3049Figure~\ref{f:ctx-switch} shows the \CFA code for a coroutine and thread with results in Table~\ref{t:ctx-switch}.
3050
3051% From: Gregor Richards <gregor.richards@uwaterloo.ca>
3052% To: "Peter A. Buhr" <pabuhr@plg2.cs.uwaterloo.ca>
3053% Date: Fri, 24 Jan 2020 13:49:18 -0500
3054%
3055% I can also verify that the previous version, which just tied a bunch of promises together, *does not* go back to the
3056% event loop at all in the current version of Node. Presumably they're taking advantage of the fact that the ordering of
3057% events is intentionally undefined to just jump right to the next 'then' in the chain, bypassing event queueing
3058% entirely. That's perfectly correct behavior insofar as its difference from the specified behavior isn't observable, but
3059% it isn't typical or representative of much anything useful, because most programs wouldn't have whole chains of eager
3060% promises.
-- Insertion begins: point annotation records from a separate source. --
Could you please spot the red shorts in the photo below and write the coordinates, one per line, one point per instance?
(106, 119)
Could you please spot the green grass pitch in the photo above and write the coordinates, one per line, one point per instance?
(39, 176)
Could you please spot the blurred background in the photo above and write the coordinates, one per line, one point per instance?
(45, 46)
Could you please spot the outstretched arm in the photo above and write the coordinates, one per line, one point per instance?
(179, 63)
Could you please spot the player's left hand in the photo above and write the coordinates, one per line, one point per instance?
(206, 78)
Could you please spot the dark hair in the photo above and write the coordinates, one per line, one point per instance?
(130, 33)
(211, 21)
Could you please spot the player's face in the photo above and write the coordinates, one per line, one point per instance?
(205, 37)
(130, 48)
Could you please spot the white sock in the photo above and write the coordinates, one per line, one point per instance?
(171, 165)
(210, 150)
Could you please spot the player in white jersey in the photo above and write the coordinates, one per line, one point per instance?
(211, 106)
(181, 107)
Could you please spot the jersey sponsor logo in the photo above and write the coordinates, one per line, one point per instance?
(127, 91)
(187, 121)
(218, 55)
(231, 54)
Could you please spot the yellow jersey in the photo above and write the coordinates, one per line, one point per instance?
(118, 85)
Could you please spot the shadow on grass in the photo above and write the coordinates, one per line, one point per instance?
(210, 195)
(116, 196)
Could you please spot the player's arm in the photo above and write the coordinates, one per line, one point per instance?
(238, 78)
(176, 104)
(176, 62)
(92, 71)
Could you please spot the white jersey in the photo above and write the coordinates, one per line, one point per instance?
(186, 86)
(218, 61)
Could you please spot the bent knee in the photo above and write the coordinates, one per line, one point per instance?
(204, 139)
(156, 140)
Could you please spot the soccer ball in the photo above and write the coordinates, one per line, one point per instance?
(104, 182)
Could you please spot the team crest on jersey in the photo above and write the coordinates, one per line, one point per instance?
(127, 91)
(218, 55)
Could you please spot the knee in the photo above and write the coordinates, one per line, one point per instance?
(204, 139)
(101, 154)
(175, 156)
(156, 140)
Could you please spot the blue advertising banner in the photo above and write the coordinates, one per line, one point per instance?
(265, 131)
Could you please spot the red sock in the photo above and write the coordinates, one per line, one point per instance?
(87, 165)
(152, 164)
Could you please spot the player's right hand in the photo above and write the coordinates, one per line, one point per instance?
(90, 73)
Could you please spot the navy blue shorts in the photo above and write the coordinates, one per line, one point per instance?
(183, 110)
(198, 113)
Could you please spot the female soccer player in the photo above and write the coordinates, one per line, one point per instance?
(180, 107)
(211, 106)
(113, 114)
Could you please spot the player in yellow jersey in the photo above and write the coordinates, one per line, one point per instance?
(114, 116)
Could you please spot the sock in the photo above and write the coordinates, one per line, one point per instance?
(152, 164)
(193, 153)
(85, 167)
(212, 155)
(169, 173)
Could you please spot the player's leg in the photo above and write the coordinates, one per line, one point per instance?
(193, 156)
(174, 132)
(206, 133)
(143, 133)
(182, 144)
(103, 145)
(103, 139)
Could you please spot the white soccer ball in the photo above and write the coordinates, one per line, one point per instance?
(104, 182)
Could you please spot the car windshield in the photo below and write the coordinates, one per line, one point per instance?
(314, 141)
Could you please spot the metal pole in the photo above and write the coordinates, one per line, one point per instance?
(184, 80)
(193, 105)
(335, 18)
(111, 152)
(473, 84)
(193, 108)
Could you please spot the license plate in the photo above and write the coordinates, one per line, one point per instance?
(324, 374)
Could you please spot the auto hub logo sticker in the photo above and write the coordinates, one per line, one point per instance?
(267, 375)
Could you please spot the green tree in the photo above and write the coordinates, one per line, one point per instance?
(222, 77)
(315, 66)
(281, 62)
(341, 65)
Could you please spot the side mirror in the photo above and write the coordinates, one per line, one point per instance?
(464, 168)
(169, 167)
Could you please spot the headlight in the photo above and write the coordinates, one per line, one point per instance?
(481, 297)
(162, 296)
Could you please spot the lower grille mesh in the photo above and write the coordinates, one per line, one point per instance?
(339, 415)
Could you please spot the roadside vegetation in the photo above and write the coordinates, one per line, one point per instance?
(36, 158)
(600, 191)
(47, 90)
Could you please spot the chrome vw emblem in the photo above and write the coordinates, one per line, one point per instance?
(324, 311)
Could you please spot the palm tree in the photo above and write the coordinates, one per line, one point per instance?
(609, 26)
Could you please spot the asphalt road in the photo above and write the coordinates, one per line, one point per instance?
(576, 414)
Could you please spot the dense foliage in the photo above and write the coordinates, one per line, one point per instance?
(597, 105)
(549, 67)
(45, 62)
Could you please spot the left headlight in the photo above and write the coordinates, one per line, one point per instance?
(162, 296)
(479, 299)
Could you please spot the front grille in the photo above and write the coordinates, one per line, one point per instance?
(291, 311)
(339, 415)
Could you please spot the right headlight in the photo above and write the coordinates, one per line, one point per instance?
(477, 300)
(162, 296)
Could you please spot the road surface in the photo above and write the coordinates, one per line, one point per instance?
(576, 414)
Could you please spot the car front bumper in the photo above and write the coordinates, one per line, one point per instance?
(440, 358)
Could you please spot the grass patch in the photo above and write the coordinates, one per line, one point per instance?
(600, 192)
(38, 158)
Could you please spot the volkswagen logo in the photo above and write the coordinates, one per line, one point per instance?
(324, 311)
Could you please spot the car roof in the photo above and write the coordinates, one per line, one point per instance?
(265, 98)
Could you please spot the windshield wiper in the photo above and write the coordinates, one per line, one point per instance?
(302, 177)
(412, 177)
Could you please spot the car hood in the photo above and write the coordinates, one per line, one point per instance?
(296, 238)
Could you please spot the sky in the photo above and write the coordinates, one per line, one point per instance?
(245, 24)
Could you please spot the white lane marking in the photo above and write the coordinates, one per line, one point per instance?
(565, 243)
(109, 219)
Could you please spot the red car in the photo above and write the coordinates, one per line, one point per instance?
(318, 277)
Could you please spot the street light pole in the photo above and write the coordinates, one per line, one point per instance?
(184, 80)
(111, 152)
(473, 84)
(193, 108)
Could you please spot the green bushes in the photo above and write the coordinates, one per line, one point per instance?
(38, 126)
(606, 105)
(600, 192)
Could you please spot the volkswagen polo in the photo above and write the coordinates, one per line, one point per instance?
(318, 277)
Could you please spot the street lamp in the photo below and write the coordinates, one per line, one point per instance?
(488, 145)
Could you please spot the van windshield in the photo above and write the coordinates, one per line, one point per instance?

Also, it's not representative of *anything* you can do with async/await, as there's no way to encode such an
3061% eager chain that way.
3062
3063\begin{multicols}{2}
3064\lstset{language=CFA,moredelim=**[is][\color{red}]{@}{@},deletedelim=**[is][]{`}{`}}
3065\begin{cfa}[aboveskip=0pt,belowskip=0pt]
3066@coroutine@ C {};
3067void main( C & ) { for () { @suspend;@ } }
3068int main() { // coroutine test
3069        C c;
3070        BENCH( for ( N ) { @resume( c );@ } )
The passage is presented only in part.